The essential building blocks of a DBA programme would comprise: 1. Rigorous exposure to the body of knowledge in management in general and in the student’s field of interest in particular; 2. Developing an understanding of the relevance and applicability of management education in practice through the writing of two cases; and 3. Training in how to be effective in a classroom and the development of a course that the candidate might teach upon graduation.
The first element brings a DBA candidate to the cutting edge of management research in his or her field of interest. In addition, the rigorous training required to reach this point also prepares the student to be able to digest new research beyond graduation, so that as a faculty member, he or she can remain current in the field. The first part of the DBA programme might not differ much from a typical PhD programme except perhaps in a desire to expose a DBA student broadly to the field of management, compared to a typical PhD programme that focusses narrowly on the field of specialisation, e.g., finance.
The second and third components of the DBA programme are designed to prepare students to be high-quality instructors in the classroom. The writing of cases and the development of curriculum for a course serve as a substitute for a PhD thesis.
A DBA programme might take three years. An important distinction between a PhD and a DBA degree programme would be that the outcome is likely to be far less uncertain for someone entering into a DBA programme. The uncertainty in a PhD programme is high in part because a student’s ability to eventually come up with ideas that count as an original contribution to the literature (i.e., a PhD thesis) is unobservable and relatively rare. In the absence of creative genius, many highly
talented and knowledgeable doctoral students experience frustration and sometimes drop out of the programme. More importantly, this uncertainty and the prospect of modest pay even after one has jumped through all of the hoops discourage many promising applicants from applying to PhD programmes, thereby adversely affecting the ultimate supply of faculty in management.
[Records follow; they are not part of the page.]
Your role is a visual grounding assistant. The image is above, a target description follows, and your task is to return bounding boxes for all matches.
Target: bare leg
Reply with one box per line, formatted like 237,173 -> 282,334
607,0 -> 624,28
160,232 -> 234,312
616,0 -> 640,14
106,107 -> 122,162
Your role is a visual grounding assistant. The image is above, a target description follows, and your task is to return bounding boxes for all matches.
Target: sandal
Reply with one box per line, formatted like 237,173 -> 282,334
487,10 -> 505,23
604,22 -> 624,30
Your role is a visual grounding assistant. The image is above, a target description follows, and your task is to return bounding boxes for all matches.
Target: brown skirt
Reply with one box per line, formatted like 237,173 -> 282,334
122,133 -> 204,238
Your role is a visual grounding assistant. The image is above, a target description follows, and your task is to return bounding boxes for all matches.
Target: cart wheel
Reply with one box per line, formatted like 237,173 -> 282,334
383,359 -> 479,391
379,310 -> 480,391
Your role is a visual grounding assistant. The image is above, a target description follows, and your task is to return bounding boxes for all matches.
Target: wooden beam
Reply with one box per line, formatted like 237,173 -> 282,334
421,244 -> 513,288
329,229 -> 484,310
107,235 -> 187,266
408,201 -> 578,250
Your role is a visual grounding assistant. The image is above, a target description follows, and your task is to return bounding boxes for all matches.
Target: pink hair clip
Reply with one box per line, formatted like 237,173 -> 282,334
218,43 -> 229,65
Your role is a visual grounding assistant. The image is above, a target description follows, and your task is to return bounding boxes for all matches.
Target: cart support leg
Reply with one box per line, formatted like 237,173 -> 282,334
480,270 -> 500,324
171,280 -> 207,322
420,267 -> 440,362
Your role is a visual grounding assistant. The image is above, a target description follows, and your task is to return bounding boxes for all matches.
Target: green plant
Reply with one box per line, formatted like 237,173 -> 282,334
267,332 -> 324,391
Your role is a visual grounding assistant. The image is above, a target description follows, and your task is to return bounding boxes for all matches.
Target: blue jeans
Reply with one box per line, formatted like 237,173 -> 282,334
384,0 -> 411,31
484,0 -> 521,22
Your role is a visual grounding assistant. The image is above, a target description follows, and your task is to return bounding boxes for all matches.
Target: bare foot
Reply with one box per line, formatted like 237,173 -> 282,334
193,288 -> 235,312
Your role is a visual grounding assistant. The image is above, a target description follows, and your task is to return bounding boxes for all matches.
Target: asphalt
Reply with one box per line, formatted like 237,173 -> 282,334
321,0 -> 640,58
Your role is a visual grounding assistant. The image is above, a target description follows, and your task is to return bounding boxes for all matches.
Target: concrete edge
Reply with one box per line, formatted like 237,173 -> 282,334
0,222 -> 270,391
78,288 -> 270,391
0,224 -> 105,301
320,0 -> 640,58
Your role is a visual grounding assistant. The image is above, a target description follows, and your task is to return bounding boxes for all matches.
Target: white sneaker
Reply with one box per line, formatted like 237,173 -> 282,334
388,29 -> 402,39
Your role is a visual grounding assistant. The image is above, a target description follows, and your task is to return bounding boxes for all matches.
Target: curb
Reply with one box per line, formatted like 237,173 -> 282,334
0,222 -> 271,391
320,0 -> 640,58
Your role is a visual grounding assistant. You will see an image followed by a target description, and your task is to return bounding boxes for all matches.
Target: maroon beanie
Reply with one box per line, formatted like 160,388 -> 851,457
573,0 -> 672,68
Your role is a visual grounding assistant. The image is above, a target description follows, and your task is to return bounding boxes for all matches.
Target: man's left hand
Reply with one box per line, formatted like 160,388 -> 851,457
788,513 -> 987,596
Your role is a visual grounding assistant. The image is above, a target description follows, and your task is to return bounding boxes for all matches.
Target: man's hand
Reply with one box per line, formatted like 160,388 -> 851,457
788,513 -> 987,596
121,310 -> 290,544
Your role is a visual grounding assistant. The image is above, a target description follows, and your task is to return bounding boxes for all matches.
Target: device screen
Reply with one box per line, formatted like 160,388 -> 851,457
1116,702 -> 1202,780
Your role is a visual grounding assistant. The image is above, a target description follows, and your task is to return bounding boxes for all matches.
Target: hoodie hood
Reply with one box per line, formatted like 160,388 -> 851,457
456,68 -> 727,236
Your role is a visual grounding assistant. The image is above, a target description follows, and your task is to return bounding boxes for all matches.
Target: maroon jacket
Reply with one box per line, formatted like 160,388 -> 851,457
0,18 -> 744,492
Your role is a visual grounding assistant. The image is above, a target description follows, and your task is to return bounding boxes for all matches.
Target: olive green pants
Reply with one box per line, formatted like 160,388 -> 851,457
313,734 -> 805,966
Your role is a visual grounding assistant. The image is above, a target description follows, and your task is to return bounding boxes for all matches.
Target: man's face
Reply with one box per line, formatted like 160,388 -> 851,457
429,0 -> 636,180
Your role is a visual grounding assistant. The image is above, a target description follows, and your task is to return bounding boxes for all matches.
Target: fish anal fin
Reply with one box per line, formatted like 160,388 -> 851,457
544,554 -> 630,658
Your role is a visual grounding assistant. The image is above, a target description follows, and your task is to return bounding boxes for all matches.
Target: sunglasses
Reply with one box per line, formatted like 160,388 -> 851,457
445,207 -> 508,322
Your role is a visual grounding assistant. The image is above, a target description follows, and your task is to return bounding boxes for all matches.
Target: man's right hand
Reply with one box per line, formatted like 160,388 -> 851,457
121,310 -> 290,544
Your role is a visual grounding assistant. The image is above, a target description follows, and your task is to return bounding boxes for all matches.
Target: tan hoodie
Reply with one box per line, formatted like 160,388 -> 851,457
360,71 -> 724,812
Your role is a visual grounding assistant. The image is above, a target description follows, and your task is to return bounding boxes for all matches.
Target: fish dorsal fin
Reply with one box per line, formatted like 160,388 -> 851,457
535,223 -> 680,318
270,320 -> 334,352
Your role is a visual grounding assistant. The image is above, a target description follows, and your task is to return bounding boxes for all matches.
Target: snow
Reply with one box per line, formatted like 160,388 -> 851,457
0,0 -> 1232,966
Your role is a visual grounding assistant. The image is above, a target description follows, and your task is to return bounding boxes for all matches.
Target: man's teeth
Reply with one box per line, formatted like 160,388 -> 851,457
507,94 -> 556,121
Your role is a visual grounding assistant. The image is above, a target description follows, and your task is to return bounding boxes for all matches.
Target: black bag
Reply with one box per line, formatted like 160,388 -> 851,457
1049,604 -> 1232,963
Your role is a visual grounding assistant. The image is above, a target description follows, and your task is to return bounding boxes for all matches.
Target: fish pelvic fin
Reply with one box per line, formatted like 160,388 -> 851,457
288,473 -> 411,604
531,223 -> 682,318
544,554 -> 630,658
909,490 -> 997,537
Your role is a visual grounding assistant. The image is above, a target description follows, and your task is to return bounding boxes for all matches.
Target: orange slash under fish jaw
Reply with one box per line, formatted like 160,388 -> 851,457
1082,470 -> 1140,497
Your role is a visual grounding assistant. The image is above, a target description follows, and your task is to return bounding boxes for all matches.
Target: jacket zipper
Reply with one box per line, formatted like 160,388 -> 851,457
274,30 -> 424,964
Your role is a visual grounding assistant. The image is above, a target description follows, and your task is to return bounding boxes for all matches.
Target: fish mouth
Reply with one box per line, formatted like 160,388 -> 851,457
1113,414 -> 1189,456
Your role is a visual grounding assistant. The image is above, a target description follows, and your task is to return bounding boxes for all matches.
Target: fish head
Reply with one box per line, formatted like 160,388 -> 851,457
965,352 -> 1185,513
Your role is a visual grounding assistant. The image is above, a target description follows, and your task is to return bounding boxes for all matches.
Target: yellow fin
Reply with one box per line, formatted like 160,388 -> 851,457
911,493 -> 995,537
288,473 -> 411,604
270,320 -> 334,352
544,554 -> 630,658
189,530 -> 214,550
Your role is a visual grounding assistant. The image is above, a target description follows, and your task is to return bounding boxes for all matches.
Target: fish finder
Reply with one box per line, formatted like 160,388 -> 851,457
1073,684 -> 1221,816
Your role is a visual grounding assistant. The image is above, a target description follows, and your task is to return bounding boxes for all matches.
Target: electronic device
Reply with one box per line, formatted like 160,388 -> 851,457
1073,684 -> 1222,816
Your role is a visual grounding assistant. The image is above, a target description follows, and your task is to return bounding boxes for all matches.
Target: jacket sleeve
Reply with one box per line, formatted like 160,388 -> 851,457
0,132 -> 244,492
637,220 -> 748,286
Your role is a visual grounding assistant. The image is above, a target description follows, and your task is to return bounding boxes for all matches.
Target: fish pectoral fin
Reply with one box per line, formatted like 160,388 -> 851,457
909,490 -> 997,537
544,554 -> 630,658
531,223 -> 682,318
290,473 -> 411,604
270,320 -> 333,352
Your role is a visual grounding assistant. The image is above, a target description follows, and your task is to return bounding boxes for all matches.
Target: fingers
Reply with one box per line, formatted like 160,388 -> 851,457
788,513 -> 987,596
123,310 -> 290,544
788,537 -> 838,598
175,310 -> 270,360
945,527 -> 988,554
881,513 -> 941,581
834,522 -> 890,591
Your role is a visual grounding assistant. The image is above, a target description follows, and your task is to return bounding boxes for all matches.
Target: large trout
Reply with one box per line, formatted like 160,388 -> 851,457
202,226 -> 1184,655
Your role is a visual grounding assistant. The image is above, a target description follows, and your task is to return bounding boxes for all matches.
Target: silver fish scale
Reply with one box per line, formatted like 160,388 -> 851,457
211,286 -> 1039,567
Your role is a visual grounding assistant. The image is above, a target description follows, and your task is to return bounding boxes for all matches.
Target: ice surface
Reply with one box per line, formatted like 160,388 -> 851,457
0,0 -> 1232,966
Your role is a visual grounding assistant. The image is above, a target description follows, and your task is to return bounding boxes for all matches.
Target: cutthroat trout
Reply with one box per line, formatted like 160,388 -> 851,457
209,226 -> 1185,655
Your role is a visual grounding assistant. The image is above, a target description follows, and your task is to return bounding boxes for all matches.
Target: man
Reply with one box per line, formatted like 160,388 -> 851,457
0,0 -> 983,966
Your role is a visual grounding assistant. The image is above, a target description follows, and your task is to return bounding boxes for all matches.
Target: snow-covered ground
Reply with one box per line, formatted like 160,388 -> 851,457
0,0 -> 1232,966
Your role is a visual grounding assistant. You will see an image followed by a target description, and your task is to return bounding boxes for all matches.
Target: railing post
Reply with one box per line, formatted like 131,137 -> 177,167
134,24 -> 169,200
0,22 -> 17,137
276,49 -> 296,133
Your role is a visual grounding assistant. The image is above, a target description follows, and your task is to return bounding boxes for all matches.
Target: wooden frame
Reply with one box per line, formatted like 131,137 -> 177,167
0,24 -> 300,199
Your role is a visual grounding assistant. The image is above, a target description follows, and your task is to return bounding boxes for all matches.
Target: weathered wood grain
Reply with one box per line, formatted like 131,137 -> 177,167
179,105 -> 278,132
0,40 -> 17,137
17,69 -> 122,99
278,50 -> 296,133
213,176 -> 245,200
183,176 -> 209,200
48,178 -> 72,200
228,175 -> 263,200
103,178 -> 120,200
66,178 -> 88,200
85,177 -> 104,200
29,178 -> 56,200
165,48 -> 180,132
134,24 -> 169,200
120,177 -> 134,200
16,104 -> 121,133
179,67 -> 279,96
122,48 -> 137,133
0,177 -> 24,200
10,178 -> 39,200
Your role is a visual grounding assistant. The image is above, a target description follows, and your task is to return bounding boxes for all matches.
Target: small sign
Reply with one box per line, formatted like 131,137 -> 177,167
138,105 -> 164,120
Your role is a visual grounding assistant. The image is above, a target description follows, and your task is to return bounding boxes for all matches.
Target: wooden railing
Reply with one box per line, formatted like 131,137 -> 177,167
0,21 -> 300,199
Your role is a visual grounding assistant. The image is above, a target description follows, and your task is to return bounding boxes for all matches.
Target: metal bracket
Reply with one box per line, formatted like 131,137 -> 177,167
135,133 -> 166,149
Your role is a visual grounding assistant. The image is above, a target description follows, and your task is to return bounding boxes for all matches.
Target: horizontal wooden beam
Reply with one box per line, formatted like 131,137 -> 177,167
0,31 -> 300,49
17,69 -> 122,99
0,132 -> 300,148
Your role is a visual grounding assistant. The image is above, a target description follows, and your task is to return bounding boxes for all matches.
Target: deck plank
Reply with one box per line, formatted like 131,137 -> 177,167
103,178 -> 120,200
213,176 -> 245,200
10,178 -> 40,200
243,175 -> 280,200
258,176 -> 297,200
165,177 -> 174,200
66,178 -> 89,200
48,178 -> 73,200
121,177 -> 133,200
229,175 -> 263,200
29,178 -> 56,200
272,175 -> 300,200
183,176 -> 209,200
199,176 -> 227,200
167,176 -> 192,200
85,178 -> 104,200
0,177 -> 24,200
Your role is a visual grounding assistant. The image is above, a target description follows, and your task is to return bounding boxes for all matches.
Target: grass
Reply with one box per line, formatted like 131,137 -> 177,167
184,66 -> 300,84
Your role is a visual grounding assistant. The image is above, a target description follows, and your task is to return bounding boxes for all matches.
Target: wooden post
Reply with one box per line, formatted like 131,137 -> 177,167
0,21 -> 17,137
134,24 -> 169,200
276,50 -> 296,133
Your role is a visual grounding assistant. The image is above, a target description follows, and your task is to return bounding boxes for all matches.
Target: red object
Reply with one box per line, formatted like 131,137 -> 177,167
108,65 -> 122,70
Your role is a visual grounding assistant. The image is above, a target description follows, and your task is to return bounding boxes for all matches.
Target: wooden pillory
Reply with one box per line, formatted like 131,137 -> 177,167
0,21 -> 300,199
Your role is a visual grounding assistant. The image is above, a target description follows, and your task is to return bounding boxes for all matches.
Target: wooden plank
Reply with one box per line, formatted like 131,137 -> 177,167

A DBA programme is less demanding along the dimension of an original, creative thesis, thus considerably mitigating the uncertainty of a successful outcome.
Recommendation
Leading management institutions in India should consider introducing a DBA programme. Such a programme would dramatically augment the supply of faculty; it would enable educational institutions to compete on the quality of faculty; and finally, it would impart quality education to MBA students.